Live review: Roger Daltrey at the Orpheum Theatre
What's the difference between hearing Roger Daltrey perform the Who's music
when he's fronting the legendary band versus hearing him play those same songs
solo? With the Who, you get Daltrey's voice, one of the Olympian wonders of
classic rock; with Daltrey alone, you get an entire human being.
Daltrey spent a generous amount of time sharing of himself during a nearly two-hour show Saturday at the historic Orpheum Theatre in downtown Los Angeles, the fifth concert on his first solo trek in nearly a quarter-century. Creating that level of intimacy can be difficult when the juggernaut that is the Who is in motion and playing to capacity crowds in 18,000-seat sports arenas.
Justifiably, Pete Townshend always has been considered the heart and mind of the towering British quartet because of the remarkable body of songs he's written since the beginning. But on Saturday the 65-year-old Daltrey made it clear what he's given Townshend in return for such grandly emotive source material: an expressive instrument capable of channeling feelings from primal rage to the joy that comes from spiritual liberation.

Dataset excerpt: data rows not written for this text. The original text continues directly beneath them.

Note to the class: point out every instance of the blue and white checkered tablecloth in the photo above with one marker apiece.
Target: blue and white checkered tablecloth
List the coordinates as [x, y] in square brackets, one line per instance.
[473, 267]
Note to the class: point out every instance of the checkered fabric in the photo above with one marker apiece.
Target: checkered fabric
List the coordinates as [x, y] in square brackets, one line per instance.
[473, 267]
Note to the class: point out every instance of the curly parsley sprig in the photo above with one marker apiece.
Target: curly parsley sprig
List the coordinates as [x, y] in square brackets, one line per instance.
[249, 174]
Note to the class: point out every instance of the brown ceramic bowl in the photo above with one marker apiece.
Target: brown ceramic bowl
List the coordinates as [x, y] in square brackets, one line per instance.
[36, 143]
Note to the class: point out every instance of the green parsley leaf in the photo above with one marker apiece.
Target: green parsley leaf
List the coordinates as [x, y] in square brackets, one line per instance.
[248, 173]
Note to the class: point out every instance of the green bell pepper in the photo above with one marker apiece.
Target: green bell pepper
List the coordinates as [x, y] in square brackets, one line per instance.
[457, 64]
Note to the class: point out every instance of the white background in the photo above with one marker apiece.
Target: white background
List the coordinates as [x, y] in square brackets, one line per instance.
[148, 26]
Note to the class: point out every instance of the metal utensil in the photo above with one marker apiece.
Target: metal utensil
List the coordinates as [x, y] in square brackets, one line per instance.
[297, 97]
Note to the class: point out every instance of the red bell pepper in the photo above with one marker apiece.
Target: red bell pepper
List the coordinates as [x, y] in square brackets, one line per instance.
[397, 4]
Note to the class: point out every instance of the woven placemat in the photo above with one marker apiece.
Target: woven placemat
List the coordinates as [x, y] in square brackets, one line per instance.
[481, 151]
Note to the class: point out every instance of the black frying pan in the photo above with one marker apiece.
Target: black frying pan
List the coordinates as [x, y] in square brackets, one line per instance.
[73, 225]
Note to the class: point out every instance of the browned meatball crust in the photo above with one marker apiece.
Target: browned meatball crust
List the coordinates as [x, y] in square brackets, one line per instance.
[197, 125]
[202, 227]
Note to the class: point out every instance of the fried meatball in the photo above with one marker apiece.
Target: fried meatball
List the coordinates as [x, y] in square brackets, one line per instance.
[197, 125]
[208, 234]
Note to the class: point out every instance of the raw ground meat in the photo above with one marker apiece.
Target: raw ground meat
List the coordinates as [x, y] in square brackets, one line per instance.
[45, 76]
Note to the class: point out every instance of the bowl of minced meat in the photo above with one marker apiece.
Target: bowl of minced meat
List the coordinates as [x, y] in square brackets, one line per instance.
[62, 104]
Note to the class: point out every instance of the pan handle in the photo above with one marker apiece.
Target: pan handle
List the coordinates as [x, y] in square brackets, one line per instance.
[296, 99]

For the record, a Townshend was there: Pete's younger brother, Simon Townshend, who looks, and more significantly, sounds, a great deal like his older sibling, played guitar in Daltrey's backing band, which also included Jon Button's free-range bass and Scott Devours' Keith Moon-inspired drumming.
Reports from previous shows had indicated that the singer's set relied predominantly on the Who's deep catalog, but for L.A., Daltrey split things about half and half. He touched down on the early "Pictures of Lily," an ode to a young boy's struggle with raging hormones, in addition to material from what is arguably the band's finest moment, 1971's "Who's Next": "Baba O'Riley," "Behind Blue Eyes" and "Going Mobile."
The emotional evolution that comes with age was most striking in the phrase of "Behind Blue Eyes" in which he sings, "My love is vengeance/That's never free." What sounded like a threat nearly four decades ago emerged Saturday as a sorrowful confession for such a primitive impulse.
Interestingly, there was nothing from "Tommy," though Daltrey did offer up the Who obscurity "Naked Eye," a strong treatise on self-deception that's long been one of Townshend's favorite subjects.
Unexpected song choices made for some of the most revealing parts of the show. Daltrey delivered a straightforward reading of the Johnny Cash hit "Ring of Fire" and a pair of numbers from the 1998 concept album/song cycle "Largo," a multi-artist project coordinated by members of the band the Hooters.
Daltrey wasn't part of that project, but he chose to sing "Freedom Ride" and "Garth Largo," performed on the album by Taj Mahal and the Band's Garth Hudson, respectively, because he said they brought together his longtime love of Celtic and folk music with the rock that's been his bread-and-butter for nearly 50 years.
As those years have rolled by, Daltrey's voice has gained sonority, while appearing to have lost a bit of range. He struggled with notes at the top of the scale and had to take three stabs at "Blue Red and Grey," a tune from 1975's "The Who by Numbers." He sang accompanied by his own ukulele strumming and some nicely restrained keyboard work from Loren Gold. A rock deity with a more fragile ego might have given up after a failed first attempt, but Daltrey simply explained that taking a day off before the Orpheum show left his vocal cords not quite supple enough for the song's higher notes. Even after muffing it a second time, he came back to it once more at the end of the set.
When he successfully scaled the passage that had tripped him up previously, a wave of elation rippled through the audience. Daltrey demonstrated in that moment that while rock godhood has its benefits, connecting human to human ultimately is the more profound experience.